Beady Eye wühlen in der 60er-Jahre-Schatzkiste

beadyeye02_250x165Retro, Retro – heutzutage ein gerne benutzter, oft schon abgenutzter Begriff, der Althergebrachtes und den Zeitgeschmack frühere Dekaden zu einem topaktuellen Stil stilisiert. Dabei ist es doch gar nicht notwendig, den Begriff Retro unnötig auszuleiern – vor allem nicht in der Musik, denn wie oft hört man in brandneuen Songs Versatzstücke 30, 40 Jahre alter oder noch älterer Werke, die trotzdem aktuell und gut, gelungen klingen. Im Falle von den Oasis-Nachfolgern Beady Eye und ihrem Debütalbum bleibt es wohl auch nicht aus, dass Retro seine Verwendung findet. Und diesmal nicht zu unrecht, denn schließlich tun Liam Gallagher und seine Kollegen alles dafür, alte Zeiten wieder aufleben zu lassen. „Different Gear, still speeding“ klingt wie eine geballte Hommage an die Musik der späten 60er Jahre.

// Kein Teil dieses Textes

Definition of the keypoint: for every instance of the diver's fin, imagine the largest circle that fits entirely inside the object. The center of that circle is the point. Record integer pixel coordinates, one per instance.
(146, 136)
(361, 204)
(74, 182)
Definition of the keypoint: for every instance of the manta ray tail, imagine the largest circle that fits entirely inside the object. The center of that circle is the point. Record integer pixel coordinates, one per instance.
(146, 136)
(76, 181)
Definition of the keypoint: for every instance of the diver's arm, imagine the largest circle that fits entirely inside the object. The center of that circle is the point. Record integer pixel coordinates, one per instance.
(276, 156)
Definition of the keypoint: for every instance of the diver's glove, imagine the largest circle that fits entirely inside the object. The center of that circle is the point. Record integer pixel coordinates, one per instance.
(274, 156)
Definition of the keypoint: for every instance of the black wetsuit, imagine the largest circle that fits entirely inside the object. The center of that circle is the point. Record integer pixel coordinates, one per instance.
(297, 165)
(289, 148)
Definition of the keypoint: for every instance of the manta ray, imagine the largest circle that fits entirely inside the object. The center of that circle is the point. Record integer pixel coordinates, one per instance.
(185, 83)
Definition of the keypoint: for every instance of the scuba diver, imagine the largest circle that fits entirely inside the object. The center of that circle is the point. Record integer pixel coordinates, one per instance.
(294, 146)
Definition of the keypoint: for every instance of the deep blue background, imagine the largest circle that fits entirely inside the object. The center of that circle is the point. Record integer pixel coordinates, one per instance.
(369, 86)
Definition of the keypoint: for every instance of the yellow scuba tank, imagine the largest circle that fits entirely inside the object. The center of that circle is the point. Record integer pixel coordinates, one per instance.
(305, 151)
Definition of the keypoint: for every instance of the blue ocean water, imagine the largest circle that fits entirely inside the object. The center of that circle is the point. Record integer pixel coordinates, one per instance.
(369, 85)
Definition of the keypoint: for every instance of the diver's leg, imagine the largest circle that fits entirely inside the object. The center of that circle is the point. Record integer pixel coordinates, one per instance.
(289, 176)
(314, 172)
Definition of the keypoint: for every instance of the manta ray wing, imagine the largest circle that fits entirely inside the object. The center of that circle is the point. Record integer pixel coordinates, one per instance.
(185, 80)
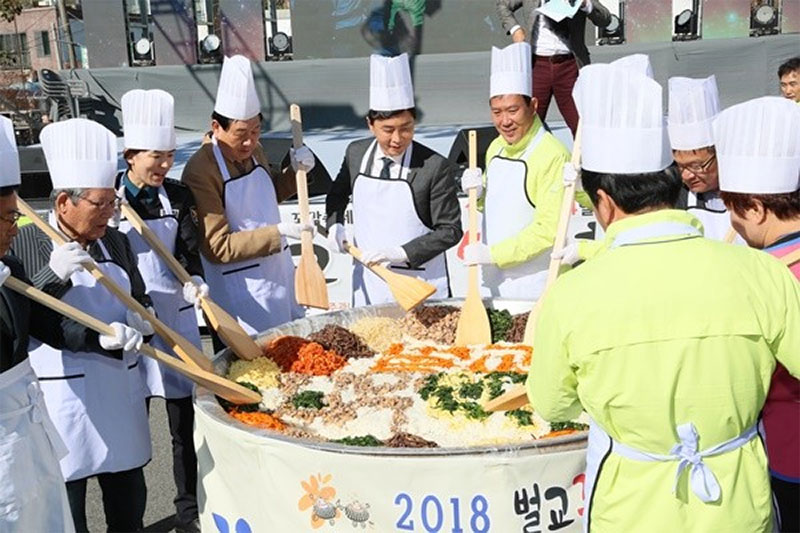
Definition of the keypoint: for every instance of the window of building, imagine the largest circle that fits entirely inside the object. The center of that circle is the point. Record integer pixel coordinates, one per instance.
(43, 43)
(14, 51)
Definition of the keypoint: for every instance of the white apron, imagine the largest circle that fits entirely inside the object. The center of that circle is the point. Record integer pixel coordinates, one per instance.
(259, 292)
(33, 496)
(167, 295)
(96, 402)
(384, 216)
(712, 213)
(685, 453)
(507, 211)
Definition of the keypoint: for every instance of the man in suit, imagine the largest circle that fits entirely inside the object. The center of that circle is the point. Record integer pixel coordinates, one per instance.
(405, 209)
(559, 49)
(32, 490)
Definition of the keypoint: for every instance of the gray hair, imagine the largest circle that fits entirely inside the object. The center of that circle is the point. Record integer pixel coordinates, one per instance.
(74, 194)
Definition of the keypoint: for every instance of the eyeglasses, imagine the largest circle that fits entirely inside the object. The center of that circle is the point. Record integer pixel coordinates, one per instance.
(111, 204)
(13, 219)
(701, 169)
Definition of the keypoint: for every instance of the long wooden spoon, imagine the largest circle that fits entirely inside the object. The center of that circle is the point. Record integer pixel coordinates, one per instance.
(220, 386)
(310, 288)
(187, 351)
(227, 327)
(473, 323)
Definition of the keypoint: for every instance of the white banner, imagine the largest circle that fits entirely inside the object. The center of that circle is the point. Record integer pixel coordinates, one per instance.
(249, 482)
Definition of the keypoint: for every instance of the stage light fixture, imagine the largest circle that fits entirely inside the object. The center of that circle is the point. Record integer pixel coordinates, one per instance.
(764, 18)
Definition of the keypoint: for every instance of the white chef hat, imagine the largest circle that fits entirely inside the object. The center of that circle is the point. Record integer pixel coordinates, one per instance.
(80, 154)
(622, 123)
(511, 70)
(148, 119)
(236, 93)
(693, 106)
(9, 156)
(758, 146)
(390, 86)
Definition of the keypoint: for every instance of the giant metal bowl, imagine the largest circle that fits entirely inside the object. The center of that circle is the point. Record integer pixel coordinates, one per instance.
(256, 480)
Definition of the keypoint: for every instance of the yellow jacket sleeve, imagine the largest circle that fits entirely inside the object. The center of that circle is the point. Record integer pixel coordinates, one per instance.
(545, 188)
(552, 384)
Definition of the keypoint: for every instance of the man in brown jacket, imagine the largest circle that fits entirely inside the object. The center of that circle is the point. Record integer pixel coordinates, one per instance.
(559, 48)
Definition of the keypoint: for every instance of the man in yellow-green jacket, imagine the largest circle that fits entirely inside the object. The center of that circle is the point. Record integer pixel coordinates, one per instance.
(674, 384)
(524, 184)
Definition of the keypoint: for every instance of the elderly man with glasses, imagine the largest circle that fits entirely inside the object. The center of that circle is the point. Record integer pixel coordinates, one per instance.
(95, 396)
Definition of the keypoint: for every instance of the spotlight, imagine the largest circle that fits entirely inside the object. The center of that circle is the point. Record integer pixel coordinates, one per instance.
(280, 45)
(685, 27)
(764, 18)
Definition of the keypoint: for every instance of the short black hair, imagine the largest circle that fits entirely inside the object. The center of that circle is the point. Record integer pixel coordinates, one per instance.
(8, 190)
(791, 65)
(634, 193)
(226, 122)
(373, 115)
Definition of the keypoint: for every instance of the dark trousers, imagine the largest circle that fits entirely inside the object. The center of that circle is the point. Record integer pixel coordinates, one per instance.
(787, 495)
(124, 499)
(180, 415)
(556, 79)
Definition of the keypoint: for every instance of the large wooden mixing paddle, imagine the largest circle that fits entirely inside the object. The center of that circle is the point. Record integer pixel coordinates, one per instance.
(473, 324)
(227, 327)
(310, 288)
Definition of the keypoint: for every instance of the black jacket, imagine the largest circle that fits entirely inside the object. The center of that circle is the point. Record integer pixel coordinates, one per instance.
(433, 187)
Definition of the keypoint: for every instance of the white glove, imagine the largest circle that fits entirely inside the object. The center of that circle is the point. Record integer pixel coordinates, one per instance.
(289, 229)
(194, 291)
(136, 321)
(472, 178)
(336, 238)
(477, 254)
(4, 273)
(568, 255)
(302, 158)
(125, 338)
(66, 259)
(570, 176)
(395, 255)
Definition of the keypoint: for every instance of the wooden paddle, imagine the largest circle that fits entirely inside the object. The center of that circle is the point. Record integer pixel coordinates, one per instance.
(187, 351)
(517, 396)
(220, 386)
(473, 323)
(227, 327)
(310, 288)
(408, 291)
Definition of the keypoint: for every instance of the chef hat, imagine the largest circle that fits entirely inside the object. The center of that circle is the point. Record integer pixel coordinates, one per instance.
(622, 122)
(148, 120)
(236, 93)
(758, 146)
(80, 154)
(9, 157)
(693, 105)
(511, 70)
(390, 86)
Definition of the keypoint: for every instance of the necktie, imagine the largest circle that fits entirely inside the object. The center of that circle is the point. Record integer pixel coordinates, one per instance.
(387, 162)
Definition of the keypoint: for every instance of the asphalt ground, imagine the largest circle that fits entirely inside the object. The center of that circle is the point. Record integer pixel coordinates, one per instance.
(159, 514)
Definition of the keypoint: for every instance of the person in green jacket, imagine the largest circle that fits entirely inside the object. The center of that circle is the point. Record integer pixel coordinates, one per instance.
(674, 383)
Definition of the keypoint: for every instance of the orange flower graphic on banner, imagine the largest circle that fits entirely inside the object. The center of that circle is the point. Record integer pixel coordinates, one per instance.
(318, 498)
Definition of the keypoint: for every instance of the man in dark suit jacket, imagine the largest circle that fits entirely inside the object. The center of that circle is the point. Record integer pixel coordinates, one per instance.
(559, 49)
(429, 178)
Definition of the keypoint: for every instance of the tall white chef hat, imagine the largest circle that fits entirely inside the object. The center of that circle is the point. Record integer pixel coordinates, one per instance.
(80, 154)
(693, 106)
(390, 86)
(9, 156)
(622, 123)
(511, 70)
(148, 119)
(236, 93)
(758, 146)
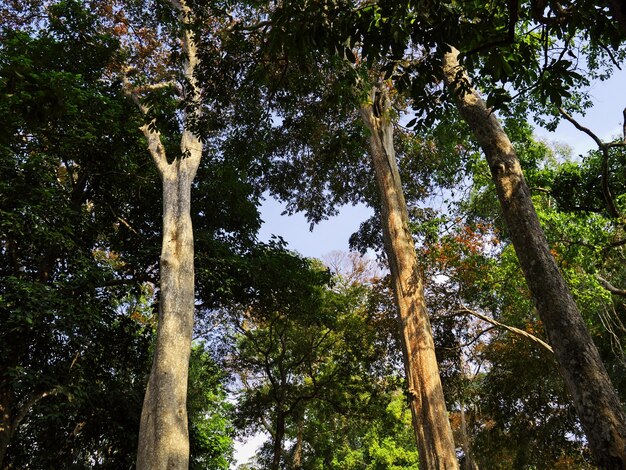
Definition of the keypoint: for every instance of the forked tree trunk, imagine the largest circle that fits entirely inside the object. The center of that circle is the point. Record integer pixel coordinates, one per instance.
(428, 408)
(163, 432)
(596, 401)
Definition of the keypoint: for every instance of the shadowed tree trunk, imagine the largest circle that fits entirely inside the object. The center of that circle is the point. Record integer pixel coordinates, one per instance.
(596, 402)
(428, 408)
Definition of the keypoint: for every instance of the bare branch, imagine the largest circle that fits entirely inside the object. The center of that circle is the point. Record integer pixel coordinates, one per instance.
(512, 329)
(608, 286)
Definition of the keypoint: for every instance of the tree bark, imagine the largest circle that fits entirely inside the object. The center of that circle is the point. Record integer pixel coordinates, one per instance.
(163, 431)
(428, 408)
(6, 421)
(596, 401)
(279, 436)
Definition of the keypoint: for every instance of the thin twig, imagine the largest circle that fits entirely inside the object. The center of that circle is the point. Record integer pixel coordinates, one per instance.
(512, 329)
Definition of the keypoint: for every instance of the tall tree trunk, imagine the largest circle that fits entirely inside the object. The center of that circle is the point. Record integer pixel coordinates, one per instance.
(596, 401)
(163, 431)
(297, 451)
(466, 444)
(428, 408)
(163, 435)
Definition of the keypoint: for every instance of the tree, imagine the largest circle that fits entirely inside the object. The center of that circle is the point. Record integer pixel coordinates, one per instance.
(64, 291)
(315, 376)
(164, 438)
(428, 406)
(594, 397)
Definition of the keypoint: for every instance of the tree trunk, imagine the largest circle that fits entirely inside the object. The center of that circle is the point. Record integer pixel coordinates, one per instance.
(163, 437)
(163, 431)
(6, 421)
(279, 436)
(596, 402)
(428, 408)
(297, 452)
(468, 461)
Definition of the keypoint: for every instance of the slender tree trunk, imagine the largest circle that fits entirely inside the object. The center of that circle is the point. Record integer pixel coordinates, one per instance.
(428, 408)
(468, 461)
(297, 452)
(163, 431)
(6, 421)
(279, 436)
(163, 436)
(596, 401)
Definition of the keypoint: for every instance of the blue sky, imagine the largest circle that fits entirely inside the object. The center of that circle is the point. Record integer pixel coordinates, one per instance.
(605, 119)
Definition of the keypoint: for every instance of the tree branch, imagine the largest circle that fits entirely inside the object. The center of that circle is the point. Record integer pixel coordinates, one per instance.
(512, 329)
(608, 286)
(604, 148)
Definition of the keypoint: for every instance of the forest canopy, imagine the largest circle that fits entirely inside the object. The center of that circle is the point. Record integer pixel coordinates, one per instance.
(478, 320)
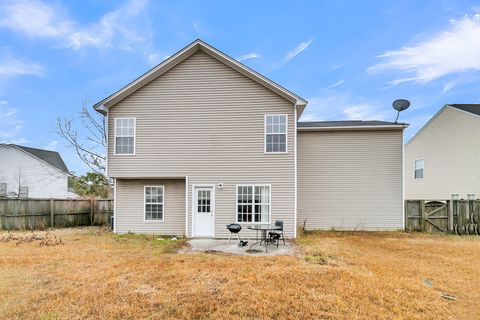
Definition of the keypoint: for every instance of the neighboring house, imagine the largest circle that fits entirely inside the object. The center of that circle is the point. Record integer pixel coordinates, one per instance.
(201, 141)
(442, 161)
(32, 173)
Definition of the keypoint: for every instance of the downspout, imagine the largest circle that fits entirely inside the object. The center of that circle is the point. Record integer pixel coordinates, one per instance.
(295, 171)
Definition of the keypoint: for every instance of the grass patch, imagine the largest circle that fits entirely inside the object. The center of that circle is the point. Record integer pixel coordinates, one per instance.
(337, 275)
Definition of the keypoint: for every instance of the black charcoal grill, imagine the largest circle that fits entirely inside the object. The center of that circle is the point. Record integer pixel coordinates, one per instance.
(234, 229)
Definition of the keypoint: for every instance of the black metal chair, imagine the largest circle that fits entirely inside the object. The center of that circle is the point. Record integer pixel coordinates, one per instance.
(277, 235)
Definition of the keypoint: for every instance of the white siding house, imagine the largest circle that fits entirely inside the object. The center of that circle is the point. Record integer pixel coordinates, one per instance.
(33, 173)
(201, 141)
(442, 161)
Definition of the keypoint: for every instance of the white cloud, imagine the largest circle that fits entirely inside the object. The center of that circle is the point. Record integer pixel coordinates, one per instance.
(336, 84)
(154, 58)
(453, 50)
(343, 107)
(52, 145)
(364, 111)
(248, 56)
(296, 51)
(118, 28)
(12, 67)
(10, 125)
(198, 28)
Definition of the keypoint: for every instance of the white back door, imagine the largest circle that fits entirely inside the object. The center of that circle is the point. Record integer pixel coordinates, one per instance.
(204, 212)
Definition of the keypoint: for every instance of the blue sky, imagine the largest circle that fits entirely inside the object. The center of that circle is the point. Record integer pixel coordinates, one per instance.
(349, 59)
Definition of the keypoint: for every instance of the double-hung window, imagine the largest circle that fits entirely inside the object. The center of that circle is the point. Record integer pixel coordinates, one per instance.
(154, 203)
(418, 170)
(276, 133)
(124, 136)
(253, 203)
(455, 196)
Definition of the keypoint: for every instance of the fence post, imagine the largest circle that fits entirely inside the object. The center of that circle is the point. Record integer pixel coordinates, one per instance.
(450, 215)
(422, 216)
(460, 215)
(91, 211)
(52, 214)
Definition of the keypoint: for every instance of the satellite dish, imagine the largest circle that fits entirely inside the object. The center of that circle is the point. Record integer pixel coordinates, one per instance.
(400, 105)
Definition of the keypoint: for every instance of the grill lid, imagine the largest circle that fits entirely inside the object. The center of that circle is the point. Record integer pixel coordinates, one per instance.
(234, 227)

beady-eye_cover_180Das Quartett hat tief in der Schatzkiste der „Swinging Sixties“ gewühlt. Nicht nur musikalisch, auch optisch: Seien es die Promofotos, die wie ein Standbild aus dem Kultfilm „Blow up“ wirken, oder die Aufmachung der CD. Cover und Booklet in Pastelltönen scheinen direkt aus vergangener Zeit importiert. Aber warum sollte das Drumherum um die 45 Musikminuten zeitlich hinter den Klängen hinterherhinken? Denn die 13 Titel klingen so, als wenn man mitten in die Ära des Rock’n’Roll, Beat und Rock der Beatles, Rolling Stones, Kinks oder The Who hineinkatapultiert worden wäre. Und noch einer ganzen Menge anderer Musiker. Einen Hehl aus den Einflüssen alter Größen macht Liam nicht: „Die Stones waren ein großes Ding für diese Platte. Wir haben sie reichlich gehört“. Außerdem hat der Song „Beatles and Stones“ seinen Namen wohl kaum von irgendwoher.

Eine solide Scheibe

In großen Teilen ist die Huldigung der Musik alter Heroen durchaus gelungen: Beady Eye bringen den Drive, die Klarheit und das Unprätentiöse des damaligen musikalischen Aufbruchs in die moderne Rockmusik gut rüber. Selbst dann, wenn sich viele Songs doch etwas viel nach The Whos „My Generation“ oder „Drive my Car“ der Beatles anhören. Aber wenn sich die vielgelobten Hurts wie nichts Gutes bei Heaven 17 oder OMD bedienen, warum sollten dies gestandene Musiker nicht bei ihren Vorbildern tun? Dennoch ziehen sich einige Längen durch das Album, vor allem zum Ende hin werden die Songs schlapper. Und warum der Gesang auf „The Morning Son“ so dermaßen mit Hall versehen ist, will sich nicht wirklich ergründen lassen. „Different Gear, still speeding“ ist zwar keine Offenbarung musikalischer Kreativität, doch allemal eine solide Scheibe. Auf dem Folgealbum sollten sich Beady Eye aber von ihrer eigenständigeren, einfallsreicheren Seite zeigen. (Bandfoto: Steve Gullick)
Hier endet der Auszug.